Il perimetro dell’azione del nuovo esecutivo si chiude con un’altra considerazione che costituisce una cesura con le politiche che il Governo Conte 2 non è riuscito a superare: la filiera perversa che ha tenuto la scena da marzo del 2020 a oggi ovvero la sequenza chiusure/cig-Covid e ristori/riaperture/chiusure/cig-Covid e ristori, e blocco dei licenziamenti come trait d’union. “Il Governo dovrà proteggere i lavoratori, tutti i lavoratori, ma sarebbe un errore proteggere indifferentemente tutte le attività economiche. Alcune dovranno cambiare, anche radicalmente. E la scelta di quali attività proteggere e quali accompagnare nel cambiamento è il difficile compito che la politica economica dovrà affrontare nei prossimi mesi”.

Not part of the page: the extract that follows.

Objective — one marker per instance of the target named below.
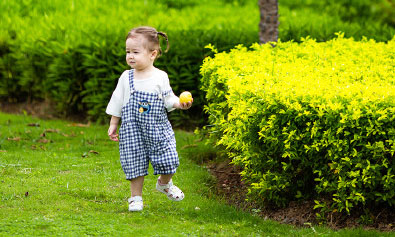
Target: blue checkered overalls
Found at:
(146, 135)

È un’impostazione radicalmente diversa da quella che il Governo precedente non era riuscito a lasciarsi alle spalle: congelare tutto nella speranza che alla fine della crisi tutto ritornasse d’incanto come prima. Sviluppare una strategia imperniata sulle politiche attive richiede un lavoro enorme che non si improvvisa con l’assunzione dei navigator (anche se è opportuno non chiudere questa esperienza per partito preso ma valutarne l’utilità magari attraverso una migliore gestione di quella finora (non) assicurata dall’Anpal). Ma è necessario provarci con determinazione perché la struttura produttiva e dei servizi sarebbe recettiva se la si lasciasse lavorare, invece di proibirglielo per legge.
Nell’ultimo Flash sulla congiuntura, il Centro Studi della Confindustria (CSC) sottolinea che “nei servizi la flessione dell’attività è meno marcata a inizio 2021 (PMI risalito a 44,7), ma le condizioni di domanda restano deboli a causa delle misure anti-pandemia ancora in campo. Nell’industria, il PMI è salito a 55,1 a gennaio, segnalando un rafforzamento del recupero; la produzione ha iniziato il 2021 con una crescita dell’1,0%, dopo aver chiuso debole il 2020. I PMI (Purchasing Managers Index) – è noto – sono indicatori delle condizioni economiche del settore attraverso i numeri raccolti dall’occupazione, dagli ordini, dalle merci immagazzinate e dalla crescita, forniti dai responsabili degli acquisti. Quanto all’export – il principale punto di forza del nostro apparato produttivo – se nel complesso del 2020 si è verificata una caduta del 9,2%, vi è stata una progressiva e accidentata risalita dopo il crollo iniziale: tale recupero è stato trainato dalle vendite in Germania, Usa e Cina. Secondo gli ordini manifatturieri esteri, le prospettive per inizio 2021 sono abbastanza positive, specie nei beni intermedi e d’investimento, grazie al rafforzamento della domanda in mercati esteri chiave (Europa e Nord America). Grazie a un graduale recupero – riferisce il CSC – il commercio mondiale è tornato sopra i livelli pre-crisi a fine 2020″. Ma c’è un altro segnale su cui si riflette poco: l’andamento della stagione contrattuale. I rinnovi dei contratti nazionali sono ormai un fatto quotidiano, nonostante le difficoltà della congiuntura: ciò significa che è in corso una lenta e laboriosa “normalizzazione” delle attività economiche sempre che non prevalga la scelta di nuove e più drastiche chiusure. È bene allora adottare una exit strategy graduale ma determinata da un blocco dei licenziamenti che è durato anche troppo, iniziando a contestare la campagna terroristica che prefigura milioni di licenziati alla scadenza.